Now, the growth of AI has added a layer of compliance to these problems. For example, old-school file transfer systems are now seen as being very weak and inefficient. However, any breaches resulting from insecure or poorly configured setup could be very disastrous. In highly regulated fields like banking and insurance, even small mistakes can lead to millions of dollars in fines, and damage a company’s hard-earned reputation for years to come. At Ness Digital Engineering, Jakub came up with an original solution: the AI-driven Managed File Transfer (MFT) system, a cloud-based platform that changed how sensitive data moves within and between companies. Unlike traditional MFT tools, which require teams of experts to manually script and monitor every process, this system incorporates Agentic AI as a bridge between humans and infrastructure. Users can explain tasks using everyday language, such as bringing on a new data partner, addressing SLA breaches, or adjusting routing rules, and the AI builds, checks, and carries out these processes on its own. It doesn’t just apply encryption, compliance, and access rules in real-time but also expands as needed to handle massive amounts of data per hour using cloud resources, ensuring that customers pay for their actual usage. For customers, this led to clear benefits: it cut down onboarding times from days to less than an hour, halved running costs, and reduced compliance issues significantly. The MFT platform didn’t just modernize file sharing; it showed that automation, security, and compliance could finally work together without any downsides. “If compliance seems to slow innovation, then the architecture has flaws,” he explains. “When done right, compliance drives progress forward.”

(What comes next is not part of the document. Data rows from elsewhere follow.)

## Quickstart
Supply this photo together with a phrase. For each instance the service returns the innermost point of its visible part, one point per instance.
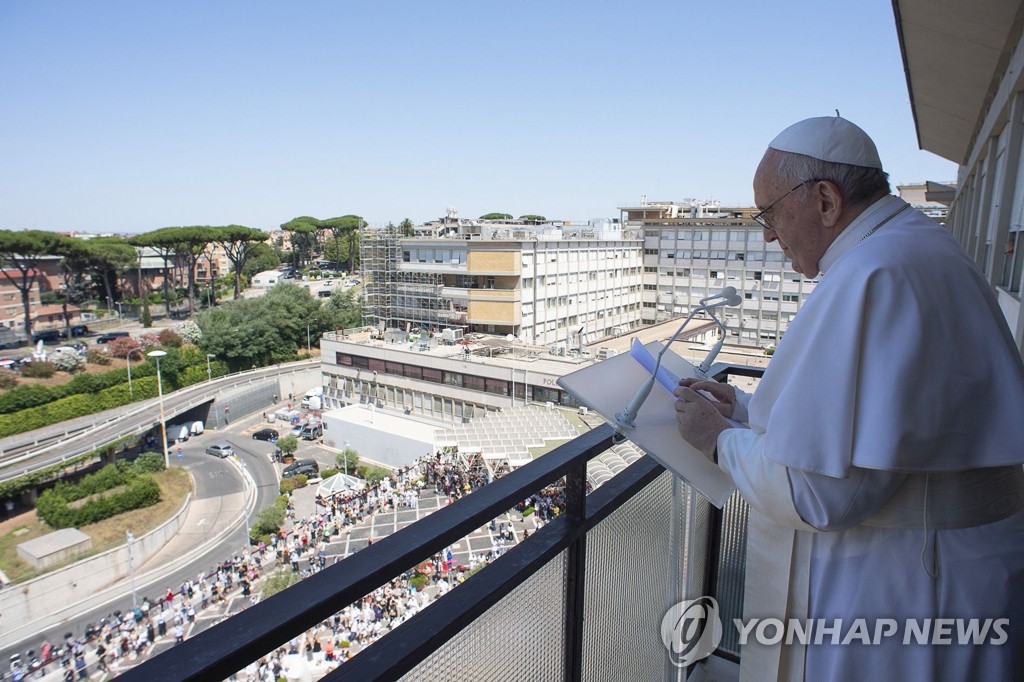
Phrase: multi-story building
(693, 249)
(556, 285)
(969, 108)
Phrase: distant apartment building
(692, 249)
(11, 307)
(549, 285)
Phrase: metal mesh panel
(731, 567)
(520, 638)
(632, 579)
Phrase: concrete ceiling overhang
(953, 54)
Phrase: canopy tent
(339, 483)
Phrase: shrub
(8, 380)
(268, 522)
(150, 341)
(97, 356)
(169, 338)
(68, 359)
(121, 346)
(189, 332)
(38, 370)
(53, 509)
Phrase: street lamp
(131, 569)
(131, 393)
(160, 388)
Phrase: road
(215, 479)
(28, 452)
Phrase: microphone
(728, 296)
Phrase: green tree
(22, 253)
(342, 310)
(288, 444)
(261, 257)
(240, 244)
(110, 257)
(303, 230)
(75, 260)
(165, 248)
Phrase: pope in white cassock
(883, 460)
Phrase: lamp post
(160, 388)
(131, 568)
(131, 393)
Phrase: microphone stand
(627, 418)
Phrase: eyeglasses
(760, 218)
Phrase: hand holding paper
(699, 420)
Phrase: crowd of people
(304, 546)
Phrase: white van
(312, 398)
(178, 432)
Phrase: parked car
(110, 336)
(46, 336)
(305, 467)
(221, 450)
(76, 330)
(311, 432)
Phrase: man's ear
(829, 202)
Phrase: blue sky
(130, 116)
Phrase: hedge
(76, 406)
(52, 508)
(96, 399)
(15, 486)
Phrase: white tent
(339, 483)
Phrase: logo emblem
(691, 630)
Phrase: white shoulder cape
(900, 359)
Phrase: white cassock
(896, 386)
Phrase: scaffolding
(402, 299)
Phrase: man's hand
(724, 394)
(700, 420)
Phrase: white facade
(968, 102)
(687, 258)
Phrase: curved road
(215, 479)
(25, 453)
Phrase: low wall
(41, 602)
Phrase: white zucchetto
(828, 138)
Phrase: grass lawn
(174, 484)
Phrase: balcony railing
(582, 599)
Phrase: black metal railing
(229, 646)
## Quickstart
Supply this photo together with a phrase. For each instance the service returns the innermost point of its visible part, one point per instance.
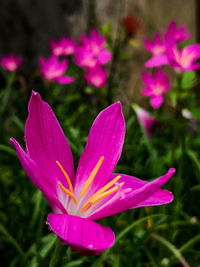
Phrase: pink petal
(146, 92)
(104, 56)
(64, 79)
(147, 78)
(106, 139)
(82, 235)
(37, 177)
(156, 101)
(156, 61)
(46, 143)
(134, 193)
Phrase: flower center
(105, 191)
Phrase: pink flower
(63, 47)
(145, 120)
(156, 85)
(53, 70)
(92, 51)
(94, 192)
(177, 34)
(96, 76)
(184, 59)
(11, 62)
(157, 48)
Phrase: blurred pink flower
(78, 199)
(11, 62)
(63, 47)
(175, 33)
(157, 48)
(155, 86)
(96, 76)
(145, 120)
(92, 51)
(184, 59)
(53, 70)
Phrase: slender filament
(91, 177)
(69, 193)
(66, 176)
(97, 197)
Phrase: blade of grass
(99, 262)
(12, 241)
(172, 248)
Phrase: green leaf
(188, 80)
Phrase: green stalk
(8, 89)
(57, 256)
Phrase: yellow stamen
(69, 193)
(102, 193)
(92, 176)
(105, 187)
(107, 193)
(66, 176)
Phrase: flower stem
(56, 259)
(8, 90)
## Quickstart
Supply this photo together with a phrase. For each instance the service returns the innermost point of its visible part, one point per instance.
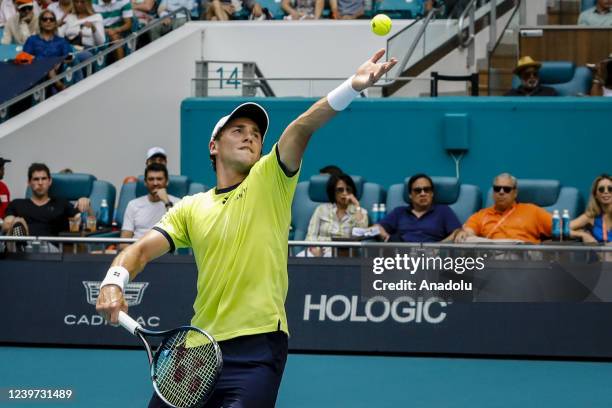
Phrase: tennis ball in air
(381, 24)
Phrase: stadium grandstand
(444, 240)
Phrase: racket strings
(186, 369)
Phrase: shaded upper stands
(463, 199)
(178, 186)
(564, 76)
(76, 185)
(310, 194)
(548, 194)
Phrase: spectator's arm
(7, 38)
(286, 6)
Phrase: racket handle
(128, 323)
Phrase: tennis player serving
(238, 232)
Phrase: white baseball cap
(156, 151)
(250, 110)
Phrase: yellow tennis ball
(381, 24)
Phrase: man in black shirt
(528, 70)
(42, 215)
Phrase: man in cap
(157, 155)
(238, 232)
(5, 195)
(22, 25)
(528, 71)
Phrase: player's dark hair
(34, 167)
(331, 170)
(156, 167)
(333, 181)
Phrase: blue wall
(569, 139)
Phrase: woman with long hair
(595, 225)
(84, 27)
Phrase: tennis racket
(186, 365)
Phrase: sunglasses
(419, 190)
(505, 189)
(529, 74)
(602, 189)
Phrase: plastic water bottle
(556, 230)
(565, 221)
(104, 213)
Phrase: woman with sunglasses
(338, 217)
(595, 225)
(47, 44)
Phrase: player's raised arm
(294, 139)
(129, 263)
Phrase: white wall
(105, 124)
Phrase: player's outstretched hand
(371, 71)
(110, 302)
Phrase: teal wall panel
(386, 140)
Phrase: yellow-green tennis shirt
(239, 239)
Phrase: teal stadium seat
(76, 185)
(564, 77)
(400, 8)
(548, 194)
(310, 194)
(178, 186)
(463, 199)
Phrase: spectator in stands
(22, 25)
(346, 9)
(144, 212)
(157, 155)
(61, 9)
(598, 16)
(303, 9)
(338, 217)
(221, 10)
(144, 10)
(602, 83)
(168, 24)
(528, 70)
(507, 219)
(84, 27)
(8, 9)
(48, 44)
(42, 215)
(595, 225)
(422, 220)
(117, 16)
(331, 170)
(5, 194)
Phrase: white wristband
(342, 96)
(116, 275)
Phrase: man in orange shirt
(507, 219)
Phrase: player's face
(155, 180)
(40, 183)
(506, 192)
(421, 194)
(604, 192)
(239, 145)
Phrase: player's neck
(227, 177)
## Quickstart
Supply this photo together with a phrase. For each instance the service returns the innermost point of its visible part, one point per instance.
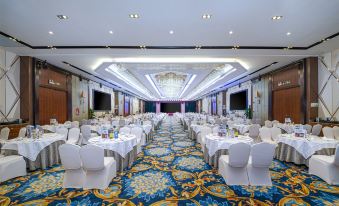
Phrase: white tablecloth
(307, 146)
(30, 148)
(215, 143)
(123, 145)
(242, 128)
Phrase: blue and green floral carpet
(171, 171)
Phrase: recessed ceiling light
(276, 17)
(206, 16)
(134, 16)
(62, 17)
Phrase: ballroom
(169, 103)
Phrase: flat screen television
(101, 101)
(170, 107)
(238, 100)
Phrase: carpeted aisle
(171, 171)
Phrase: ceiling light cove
(134, 16)
(180, 60)
(62, 17)
(206, 16)
(276, 18)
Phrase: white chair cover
(336, 132)
(99, 170)
(316, 129)
(70, 159)
(138, 132)
(85, 134)
(232, 167)
(265, 134)
(328, 132)
(62, 131)
(268, 124)
(215, 129)
(4, 134)
(259, 163)
(125, 130)
(22, 132)
(73, 136)
(12, 166)
(326, 167)
(75, 124)
(308, 128)
(275, 132)
(254, 131)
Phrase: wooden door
(287, 102)
(52, 104)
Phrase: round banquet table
(216, 146)
(299, 150)
(38, 153)
(123, 149)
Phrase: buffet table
(38, 153)
(215, 146)
(123, 149)
(298, 149)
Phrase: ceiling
(90, 23)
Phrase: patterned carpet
(171, 171)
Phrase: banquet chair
(336, 132)
(138, 132)
(326, 167)
(12, 166)
(74, 175)
(125, 130)
(147, 122)
(203, 132)
(316, 129)
(328, 132)
(122, 122)
(254, 131)
(275, 132)
(265, 134)
(259, 162)
(268, 124)
(63, 131)
(85, 134)
(22, 132)
(73, 136)
(4, 134)
(99, 170)
(215, 129)
(308, 128)
(75, 124)
(233, 167)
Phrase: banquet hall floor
(171, 171)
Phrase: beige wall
(9, 86)
(328, 84)
(260, 93)
(79, 99)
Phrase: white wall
(9, 86)
(234, 89)
(329, 98)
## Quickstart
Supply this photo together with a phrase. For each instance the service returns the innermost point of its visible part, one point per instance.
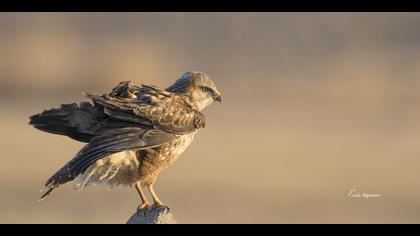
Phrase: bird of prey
(132, 133)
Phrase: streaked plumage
(133, 132)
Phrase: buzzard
(132, 133)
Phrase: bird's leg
(155, 197)
(144, 201)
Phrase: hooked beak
(217, 97)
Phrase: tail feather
(48, 192)
(73, 120)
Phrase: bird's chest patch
(170, 152)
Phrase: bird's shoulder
(148, 104)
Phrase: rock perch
(153, 215)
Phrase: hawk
(132, 133)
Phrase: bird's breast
(170, 152)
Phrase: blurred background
(315, 105)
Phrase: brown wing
(165, 111)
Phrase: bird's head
(198, 88)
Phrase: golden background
(315, 104)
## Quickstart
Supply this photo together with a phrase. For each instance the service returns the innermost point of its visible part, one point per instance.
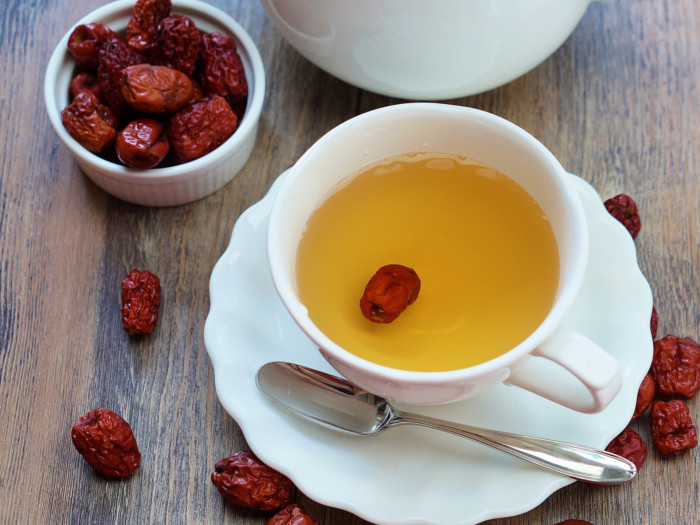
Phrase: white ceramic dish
(172, 185)
(425, 50)
(412, 476)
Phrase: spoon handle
(568, 459)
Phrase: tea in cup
(487, 219)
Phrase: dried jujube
(85, 41)
(155, 89)
(140, 301)
(107, 443)
(676, 367)
(629, 445)
(84, 82)
(222, 68)
(142, 144)
(201, 127)
(625, 210)
(390, 290)
(142, 28)
(178, 45)
(244, 480)
(292, 514)
(115, 56)
(672, 428)
(89, 122)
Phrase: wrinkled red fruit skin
(645, 395)
(629, 445)
(115, 56)
(244, 480)
(624, 209)
(84, 82)
(291, 515)
(140, 302)
(142, 28)
(672, 428)
(201, 127)
(85, 41)
(676, 367)
(222, 68)
(107, 443)
(178, 45)
(92, 124)
(389, 292)
(142, 144)
(155, 89)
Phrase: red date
(222, 68)
(107, 443)
(629, 445)
(90, 122)
(142, 29)
(155, 89)
(178, 45)
(672, 428)
(390, 290)
(85, 41)
(142, 144)
(84, 82)
(244, 480)
(624, 209)
(140, 302)
(115, 56)
(291, 515)
(201, 127)
(676, 367)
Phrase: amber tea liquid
(482, 247)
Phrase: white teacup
(553, 362)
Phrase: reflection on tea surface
(482, 247)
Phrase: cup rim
(286, 289)
(168, 174)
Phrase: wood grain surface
(618, 104)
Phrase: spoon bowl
(335, 403)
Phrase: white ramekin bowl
(425, 49)
(172, 185)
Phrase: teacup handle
(596, 377)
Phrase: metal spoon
(338, 404)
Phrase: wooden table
(618, 104)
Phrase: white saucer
(415, 475)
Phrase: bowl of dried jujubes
(157, 100)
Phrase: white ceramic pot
(553, 362)
(426, 49)
(170, 185)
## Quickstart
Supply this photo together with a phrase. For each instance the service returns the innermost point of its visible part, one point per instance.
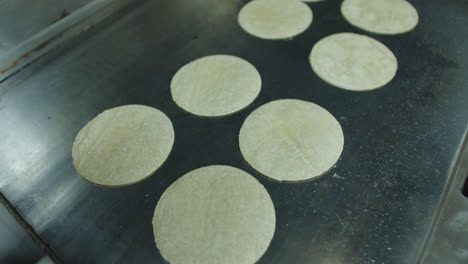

For businesses, the effects extend well beyond just technical efficiency. System failures can lock people out of their bank accounts. Configuration mistakes can expose sensitive information. Falling short on compliance could harm trust across whole sectors. To users, this can mean having a seamless app experience or facing financial chaos. It could mean trusting healthcare systems with privacy or losing faith. As AI moves into areas like self-driving cars and digital health systems, the risks will increase. Yet, Jakub Dunak’s work stands out not just because of his technical skills but also because he has tackled the industry’s toughest challenges today. He has worked on cutting recovery time in unreliable legacy systems. He has organized messy multi-cloud setups. He has also made compliance part of AI systems at scale. His career shows how companies can go from being seen as unreliable to earning trust in the AI age. “Technology works if people trust it. That’s the big test for architects,” he concludes.